The cycle of depression and mental illness in rural America — generally more prevalent than in urban zones — could be fueled, at least in part in Bossarte’s mind, by stigmas that prevent people from seeking treatment — leading to undiagnosed and untreated mental illness, which in turn can lead to issues with suicide, drug overdoses, and addiction.

“It could be that it is more common among people in that (rural) area — simply that it happens more frequently — or that it persists longer than it does in areas where treatment is more available,” he said.

So, Bossarte has a plan. He will use the $13.3 million to study three treatment strategies that could favorably impact patient outcomes in rural America — study the use of antidepressant medication, combine antidepressants with unguided cognitive behavior therapy provided over the internet, and to study the use of antidepressant medication with guided online cognitive behavior therapy.

And, with every single option, it is some form of therapy that a patient can engage in from home — partially because the study assumes that treatment options will be less readily available for rural residents. The study also posits the idea that a more comfortable, private treatment style can have benefits in dealing with those fearful of public stigmatization.

“One of our hopes for this project is that it will demonstrate this new model, one that you can take in your home, with or without the assistance of a coach,” Bossarte said.

During the unguided therapy, patients will follow steps provided on a website to determine what exacerbates their depression symptoms and change how they respond to those triggers.

“It’s really to work with the population that’s affected by mental disorders and depression to help them improve their lives, to listen to them and understand their preferences, to work with them to arrive at a better solution than we currently have for residents of West Virginia and other rural areas,” Bossarte said.

Lowering rates of depression, he hopes, will lead to those lower rates of suicide, addiction, and overall mental health problems.

“Our real hope is that we can improve people’s lives by providing a new treatment option by helping people more rapidly figure out which option is best for that person so that they don’t have to go through the experience of trying one or trying two and not feeling better, because we know that it can attribute to a sense of hopelessness in a person.”

Combating that hopeless is the key, according to Bossarte.
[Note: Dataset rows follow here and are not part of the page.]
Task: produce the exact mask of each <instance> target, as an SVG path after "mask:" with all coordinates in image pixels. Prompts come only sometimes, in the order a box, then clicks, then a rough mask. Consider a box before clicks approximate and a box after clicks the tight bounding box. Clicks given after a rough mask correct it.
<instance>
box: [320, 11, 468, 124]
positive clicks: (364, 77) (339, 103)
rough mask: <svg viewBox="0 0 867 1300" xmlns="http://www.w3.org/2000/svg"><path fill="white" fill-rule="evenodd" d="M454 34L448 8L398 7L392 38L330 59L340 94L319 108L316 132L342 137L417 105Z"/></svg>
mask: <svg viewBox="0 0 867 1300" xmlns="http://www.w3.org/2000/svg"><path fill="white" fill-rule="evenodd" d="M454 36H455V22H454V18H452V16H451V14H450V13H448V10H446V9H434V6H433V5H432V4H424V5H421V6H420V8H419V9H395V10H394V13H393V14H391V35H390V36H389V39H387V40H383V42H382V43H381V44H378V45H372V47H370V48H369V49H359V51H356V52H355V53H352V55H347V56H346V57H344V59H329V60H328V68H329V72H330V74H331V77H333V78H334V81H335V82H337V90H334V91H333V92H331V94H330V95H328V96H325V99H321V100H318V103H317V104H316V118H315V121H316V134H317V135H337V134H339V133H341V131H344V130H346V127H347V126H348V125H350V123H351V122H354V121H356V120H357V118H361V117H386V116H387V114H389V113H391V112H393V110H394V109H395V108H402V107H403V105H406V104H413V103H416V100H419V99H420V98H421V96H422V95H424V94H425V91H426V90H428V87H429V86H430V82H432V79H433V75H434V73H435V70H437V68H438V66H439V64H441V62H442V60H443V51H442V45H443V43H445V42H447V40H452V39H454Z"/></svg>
Giving patients and clinicians additional options for treatment, Bossarte hopes, will be a part of a wider solution.

“The work that we’re doing here and now can improve the lives, for generations, of people to come. We are, of course, talking about the individual’s life who is working with this now. But we’re not just talking about that, we’re talking about their children and their grandchildren.”

A patient-advisory committee will assist the study, which features 8,000 depression patients currently living in West Virginia.